Todos los que hemos sido padres, no dejamos de preguntarnos alguna vez qué es lo que guardan nuestros hijos en el corazón. No desvelamos con certeza cómo nos ven, cómo nos sienten y qué es lo que les inquieta. Sabemos que ellos tienen que volar pero creemos que nunca tendrán las alas bien hechas para hacerlo. Y sin darnos cuenta comenzamos a ser extraños que, empujados por la vida, ni siquiera se preguntan cuál es el significado de sus actitudes o el secreto de sus alegrías.
En este caso, para conseguir descifrar el por qué de una voluntad, es necesario un viaje a pie por el corazón del hijo. Hay que sufrir físicamente en un camino que, al principio, se antoja absurdo y solitario pero que es un esfuerzo constante al mismo nivel que los demás compañeros de sendero. Poco a poco, el cansancio comienza a cobrar un sentido inesperado, a ser un elemento que, lejos de separar, une con lazos de piedra a otros viajeros que tienen sus propios motivos para llegar. El reto no es religioso. El verdadero desafío es la fe en uno mismo.
No importa que se hayan hecho determinadas promesas o propósitos porque el objeto de la caminata no es el fin, sino el mismo hecho del andar. Mirar hacia delante cuando hay fuerzas casi vitales que obligan a hacerlo hacia atrás. Seguir aunque el desfallecimiento aparezca en vapores de vino que abruman la moral. Unos van porque quieren volver a crear, otros porque quieren sentir libertad, otros porque pierden y desean aprender que eso no les afecte. Las piedras, con ladina intención, van clavándose cada vez más en las suelas que no dejan de pisar con vigor el suelo. El respeto es la norma. Y así aparece, como caída del cielo, algo que cada vez escasea con mayor frecuencia como es la comprensión. Y eso es un Camino de Santiago que traza sus curvas por una ilusión que parecía extraviada.

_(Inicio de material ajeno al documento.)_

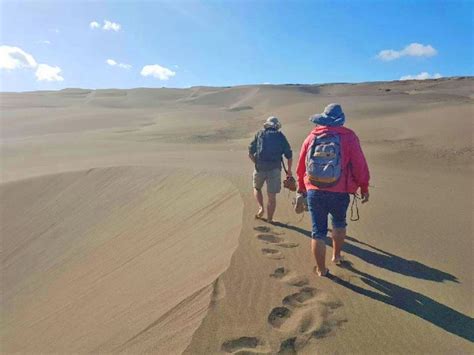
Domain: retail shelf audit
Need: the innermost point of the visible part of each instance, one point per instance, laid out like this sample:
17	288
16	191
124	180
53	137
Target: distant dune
127	223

Ya hace algunos años que Emilio Estévez sorprendió muy gratamente con una película coral que concentraba a todos sus personajes en torno al asesinato del Senador Bobby Kennedy. En esta ocasión, no cabe duda de que se mueve en niveles inferiores, en culpa por algunas ingenuidades de guión, por algún que otro fallo de rigor e, incluso, por apreciaciones un tanto fuera de lugar pero ahí dentro late el corazón de un director que quiere contar algo con movimientos de cámara elegantes y sencillos, proponiendo ratos de humor y drama, momentos de paisaje y contemplación, instantes de música al ritmo que se hace con el camino al andar. Para ello, cuenta con su padre, Martín Sheen, que hace que el papel le siente como un traje de chaqueta mal cortado y, según avanza el metraje, consigue domarlo hasta ajustarlo como un guante sobre la piel rugosa y decepcionada de un padre que se arrepiente de no haber estado más cerca de su hijo, de la prolongación de sí mismo, de una parte fundamental de su vida que fue empujada por la rutina hasta una cierta indiferencia.

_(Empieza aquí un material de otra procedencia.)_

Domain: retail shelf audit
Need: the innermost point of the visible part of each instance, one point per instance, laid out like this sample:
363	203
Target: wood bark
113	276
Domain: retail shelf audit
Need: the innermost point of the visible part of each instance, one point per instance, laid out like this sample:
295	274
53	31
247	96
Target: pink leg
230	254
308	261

Del resto del reparto cabe destacar, sobre todos los demás, a James Nesbitt, como ese irlandés loco que perdió la pasión por escribir y que encuentra la historia que necesita al saber cómo se deletrea la amistad. A su alrededor, no hay callos incómodos, ni lastimosas rozaduras, ni abandonos repentinos. Hacemos paradas en albergues de un tipismo cultural ya bastante trasnochado pero eso es bastante normal si tenemos en cuenta que la visión proviene de un americano. De ahí parten todos los defectos y todas las virtudes de esta película. Sobre todo con ese acento puesto en el auténtico significado de un viaje por el corazón de alguien que debió estar allí para compartir la pasión por el descubrimiento, por el placer de andar por una calle extraña y encontrar una diferencia que haga sentirse más peregrino en un lugar donde no hubiera límites para el ánimo.